Event Risk

As bond investors we are used to defending against the evils of inflation, default risk, and sudden increases in interest rates – all things that can hurt bond prices.  Last week, though, gave us a reminder of one of the most nefarious risks out there for bond holders: event risk.  Event risk is defined by Investopedia as “The risk due to unforeseen events partaken by or associated with a company” and can do as much or more than any swing in interest rates can.

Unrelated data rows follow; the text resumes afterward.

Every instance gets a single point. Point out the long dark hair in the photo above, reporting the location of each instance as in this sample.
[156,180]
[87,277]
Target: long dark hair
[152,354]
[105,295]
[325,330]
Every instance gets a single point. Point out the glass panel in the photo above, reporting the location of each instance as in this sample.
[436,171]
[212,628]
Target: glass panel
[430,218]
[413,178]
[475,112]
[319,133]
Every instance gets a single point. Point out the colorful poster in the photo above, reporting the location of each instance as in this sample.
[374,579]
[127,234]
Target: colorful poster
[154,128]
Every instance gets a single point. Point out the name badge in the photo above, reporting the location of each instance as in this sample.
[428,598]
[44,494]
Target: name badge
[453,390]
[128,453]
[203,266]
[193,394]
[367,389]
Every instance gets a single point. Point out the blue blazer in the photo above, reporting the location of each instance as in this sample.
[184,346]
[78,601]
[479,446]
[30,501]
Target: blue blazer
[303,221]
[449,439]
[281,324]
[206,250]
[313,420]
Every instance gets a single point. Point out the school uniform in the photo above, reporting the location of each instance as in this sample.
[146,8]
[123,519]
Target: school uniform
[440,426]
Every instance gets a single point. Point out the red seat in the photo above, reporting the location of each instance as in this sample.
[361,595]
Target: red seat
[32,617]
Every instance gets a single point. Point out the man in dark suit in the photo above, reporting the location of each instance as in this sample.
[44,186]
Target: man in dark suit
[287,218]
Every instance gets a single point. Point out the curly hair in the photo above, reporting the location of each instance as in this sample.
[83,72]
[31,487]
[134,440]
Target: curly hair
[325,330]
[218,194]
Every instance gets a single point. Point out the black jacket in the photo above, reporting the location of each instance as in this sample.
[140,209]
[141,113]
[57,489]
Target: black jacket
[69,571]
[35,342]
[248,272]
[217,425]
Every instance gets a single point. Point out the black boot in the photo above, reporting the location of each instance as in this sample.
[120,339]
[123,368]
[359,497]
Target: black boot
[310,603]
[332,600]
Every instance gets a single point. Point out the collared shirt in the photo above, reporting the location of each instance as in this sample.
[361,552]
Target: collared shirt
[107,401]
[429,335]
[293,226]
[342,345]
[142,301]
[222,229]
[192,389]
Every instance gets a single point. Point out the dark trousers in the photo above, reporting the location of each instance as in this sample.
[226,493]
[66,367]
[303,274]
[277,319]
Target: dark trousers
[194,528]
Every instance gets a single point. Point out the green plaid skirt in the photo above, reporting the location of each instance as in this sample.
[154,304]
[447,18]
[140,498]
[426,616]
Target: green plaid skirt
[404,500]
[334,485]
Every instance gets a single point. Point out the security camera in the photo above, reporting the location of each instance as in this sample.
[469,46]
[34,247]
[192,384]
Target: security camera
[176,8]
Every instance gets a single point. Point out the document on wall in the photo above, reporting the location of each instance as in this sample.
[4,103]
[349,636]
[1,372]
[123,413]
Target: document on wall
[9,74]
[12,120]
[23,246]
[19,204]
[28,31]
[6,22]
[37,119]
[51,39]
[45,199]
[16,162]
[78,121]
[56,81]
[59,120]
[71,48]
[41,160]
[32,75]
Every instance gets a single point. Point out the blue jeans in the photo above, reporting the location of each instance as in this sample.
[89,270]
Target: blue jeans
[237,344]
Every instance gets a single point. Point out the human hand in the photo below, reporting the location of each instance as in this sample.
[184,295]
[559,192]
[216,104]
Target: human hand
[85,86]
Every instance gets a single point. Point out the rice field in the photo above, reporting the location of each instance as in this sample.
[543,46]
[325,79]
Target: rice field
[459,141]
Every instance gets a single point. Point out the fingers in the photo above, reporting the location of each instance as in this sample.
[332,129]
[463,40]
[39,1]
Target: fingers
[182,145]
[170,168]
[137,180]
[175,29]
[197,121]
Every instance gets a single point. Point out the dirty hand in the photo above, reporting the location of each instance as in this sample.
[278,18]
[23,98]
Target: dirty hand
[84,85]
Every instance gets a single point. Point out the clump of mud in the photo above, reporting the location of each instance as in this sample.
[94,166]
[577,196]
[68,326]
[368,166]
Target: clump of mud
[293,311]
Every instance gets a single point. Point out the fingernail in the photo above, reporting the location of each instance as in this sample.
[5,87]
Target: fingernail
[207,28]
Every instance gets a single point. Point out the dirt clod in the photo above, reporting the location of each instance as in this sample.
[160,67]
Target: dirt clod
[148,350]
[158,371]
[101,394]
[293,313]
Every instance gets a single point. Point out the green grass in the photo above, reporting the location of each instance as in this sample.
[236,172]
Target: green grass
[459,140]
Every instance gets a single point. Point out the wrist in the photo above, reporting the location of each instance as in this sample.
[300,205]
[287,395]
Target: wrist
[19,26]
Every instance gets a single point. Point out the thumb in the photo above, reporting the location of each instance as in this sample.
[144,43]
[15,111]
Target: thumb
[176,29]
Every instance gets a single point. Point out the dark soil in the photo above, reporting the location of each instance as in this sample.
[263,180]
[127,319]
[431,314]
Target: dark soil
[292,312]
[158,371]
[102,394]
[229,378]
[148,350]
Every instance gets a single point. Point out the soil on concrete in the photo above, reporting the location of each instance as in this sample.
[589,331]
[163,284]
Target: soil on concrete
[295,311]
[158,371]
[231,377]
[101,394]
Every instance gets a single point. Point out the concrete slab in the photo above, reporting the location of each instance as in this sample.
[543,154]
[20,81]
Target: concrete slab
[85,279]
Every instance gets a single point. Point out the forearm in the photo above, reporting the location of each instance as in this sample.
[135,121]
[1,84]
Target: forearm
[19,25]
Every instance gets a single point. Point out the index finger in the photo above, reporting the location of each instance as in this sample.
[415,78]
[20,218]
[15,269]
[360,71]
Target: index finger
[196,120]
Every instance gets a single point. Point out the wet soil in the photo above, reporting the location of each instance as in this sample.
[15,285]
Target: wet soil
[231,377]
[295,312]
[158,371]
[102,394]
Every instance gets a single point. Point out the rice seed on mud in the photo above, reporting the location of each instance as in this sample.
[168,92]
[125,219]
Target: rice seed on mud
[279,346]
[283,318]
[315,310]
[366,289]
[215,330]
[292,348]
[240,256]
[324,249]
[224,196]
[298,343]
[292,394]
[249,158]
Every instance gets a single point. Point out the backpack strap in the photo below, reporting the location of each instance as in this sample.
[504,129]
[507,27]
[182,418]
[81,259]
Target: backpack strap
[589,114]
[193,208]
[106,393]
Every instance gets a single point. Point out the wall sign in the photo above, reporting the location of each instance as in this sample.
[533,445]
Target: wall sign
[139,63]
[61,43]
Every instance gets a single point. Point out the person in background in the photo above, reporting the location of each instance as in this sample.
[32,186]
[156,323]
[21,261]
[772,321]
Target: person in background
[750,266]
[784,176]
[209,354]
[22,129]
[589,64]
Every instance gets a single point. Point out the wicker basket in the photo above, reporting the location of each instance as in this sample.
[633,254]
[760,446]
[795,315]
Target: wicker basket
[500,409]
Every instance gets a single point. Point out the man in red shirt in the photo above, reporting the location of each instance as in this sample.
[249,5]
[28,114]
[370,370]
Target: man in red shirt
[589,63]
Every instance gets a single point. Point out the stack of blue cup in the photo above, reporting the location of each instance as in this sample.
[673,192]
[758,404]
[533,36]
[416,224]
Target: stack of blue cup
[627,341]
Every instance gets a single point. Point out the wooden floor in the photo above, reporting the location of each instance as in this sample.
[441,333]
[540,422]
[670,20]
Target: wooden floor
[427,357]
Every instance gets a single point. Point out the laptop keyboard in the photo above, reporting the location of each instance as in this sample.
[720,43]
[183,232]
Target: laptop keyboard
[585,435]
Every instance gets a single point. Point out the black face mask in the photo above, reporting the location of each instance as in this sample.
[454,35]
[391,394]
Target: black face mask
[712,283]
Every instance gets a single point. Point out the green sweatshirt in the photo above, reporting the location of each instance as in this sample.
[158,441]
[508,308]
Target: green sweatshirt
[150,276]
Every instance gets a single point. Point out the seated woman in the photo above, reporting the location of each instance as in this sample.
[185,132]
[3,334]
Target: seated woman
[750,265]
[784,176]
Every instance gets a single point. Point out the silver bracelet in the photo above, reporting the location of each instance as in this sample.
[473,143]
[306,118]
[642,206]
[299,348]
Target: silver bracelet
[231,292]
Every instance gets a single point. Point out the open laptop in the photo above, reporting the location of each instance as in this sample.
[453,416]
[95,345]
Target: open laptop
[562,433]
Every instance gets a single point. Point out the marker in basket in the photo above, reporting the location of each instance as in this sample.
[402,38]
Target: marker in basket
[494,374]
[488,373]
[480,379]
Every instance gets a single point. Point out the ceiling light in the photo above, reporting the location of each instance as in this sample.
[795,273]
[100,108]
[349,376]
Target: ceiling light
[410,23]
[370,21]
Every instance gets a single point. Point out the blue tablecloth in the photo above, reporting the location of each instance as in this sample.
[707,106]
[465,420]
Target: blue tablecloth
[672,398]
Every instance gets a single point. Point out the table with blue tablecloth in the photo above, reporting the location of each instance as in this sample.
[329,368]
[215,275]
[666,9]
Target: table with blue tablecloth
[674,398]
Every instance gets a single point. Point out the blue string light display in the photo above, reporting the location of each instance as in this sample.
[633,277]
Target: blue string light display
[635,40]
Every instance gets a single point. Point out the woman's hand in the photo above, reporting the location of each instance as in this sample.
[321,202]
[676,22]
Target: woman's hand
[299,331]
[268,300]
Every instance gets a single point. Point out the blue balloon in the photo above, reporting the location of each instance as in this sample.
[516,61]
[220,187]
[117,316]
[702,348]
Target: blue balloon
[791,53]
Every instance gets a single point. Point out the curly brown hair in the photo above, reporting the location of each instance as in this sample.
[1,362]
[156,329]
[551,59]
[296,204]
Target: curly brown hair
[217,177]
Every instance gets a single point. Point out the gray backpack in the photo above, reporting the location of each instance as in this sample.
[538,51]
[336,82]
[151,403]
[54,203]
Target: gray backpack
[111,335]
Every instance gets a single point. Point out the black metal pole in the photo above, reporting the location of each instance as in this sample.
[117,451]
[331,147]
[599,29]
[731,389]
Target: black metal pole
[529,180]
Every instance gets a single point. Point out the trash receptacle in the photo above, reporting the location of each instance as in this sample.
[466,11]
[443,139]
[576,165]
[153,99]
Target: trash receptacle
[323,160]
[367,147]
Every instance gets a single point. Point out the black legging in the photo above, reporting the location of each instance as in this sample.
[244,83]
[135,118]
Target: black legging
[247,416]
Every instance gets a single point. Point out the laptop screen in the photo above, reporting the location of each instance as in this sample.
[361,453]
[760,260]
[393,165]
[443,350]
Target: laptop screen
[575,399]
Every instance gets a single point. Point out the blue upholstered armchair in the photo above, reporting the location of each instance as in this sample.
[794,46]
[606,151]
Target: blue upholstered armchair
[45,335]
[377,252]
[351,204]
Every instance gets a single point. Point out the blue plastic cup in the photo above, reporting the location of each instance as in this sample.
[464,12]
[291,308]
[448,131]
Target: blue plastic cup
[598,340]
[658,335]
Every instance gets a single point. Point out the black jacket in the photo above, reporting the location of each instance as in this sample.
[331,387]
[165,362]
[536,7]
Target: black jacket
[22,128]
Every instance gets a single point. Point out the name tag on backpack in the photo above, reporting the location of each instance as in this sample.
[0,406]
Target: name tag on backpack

Take Heinz as an example from last week.  We own some of the Heinz 1.5% bonds that mature in 2017 for clients, and as a Valentine’s Day present, Warren Buffett and some of his Brazilian cronies announced their agreement to buy Heinz at a nice healthy premium to the previous day’s stock price.  Stockholders were rewarded with a nice 20% jump in the stock price (event risk can be positive), but as the details of how Mr. Buffett would finance the purchase, existing bond holders started to get a bit uneasy.


As it turns out, Mr. Buffett doesn’t plan on actually spending all of his own money on buying Heinz.  Instead, banks will be lending $14 billion to the deal on top of the previous $5.4 billion in debt that was on the Heinz balance sheet.  Immediately, the ratings agencies sprang into action, putting Heinz’s credit ratings on watchlist for a possible downgrade to junk bond status.  What did that mean for existing Heinz bond holders, like us?  As always, it depends…

The bond below is a bond (that we don’t own) that Heinz issued paying 6.75% and maturing in 2032.  As you can see, Valentine’s Day was a bit of a massacre for holders of this bond, as its price dropped almost 19% on the news of the imminent downgrade to junk status.  Mind you, Heinz was (and probably still is) a perfectly strong company that will pay its obligations as they come due, and the bond’s price reflects that belief.  However, if you were unlucky enough to buy this bond at a price of $125 a few weeks ago, that is little consolation.


Here is the graph of the 1.5% Heinz bond mentioned at the top of this post, and you can see how it, too, suffered on the news of the buyout, but two things are worth noticing here: the price drop was just 2.3% (thanks to the 2017 maturity) and within 4 trading days the bond had recovered essentially all the loss.  What gives?


As always, the devil is in the details when it comes to bonds.  Certainly, buying bonds that mature in 4 years is one way to manage risk, but another protection we have is in the bond’s covenants, or legal protections. Buried in the prospectus (yes, we read those things) are a list of covenants, and listed there is a Change of Control clause that requires the company to repurchase this particular bond at a price of $101 in the event the company ever changes hands.  As swell as Mr. Buffett is as a new owner, he won’t be able to buy Heinz without buying back the bonds we own at a price of $101, and that’s nice protection to have.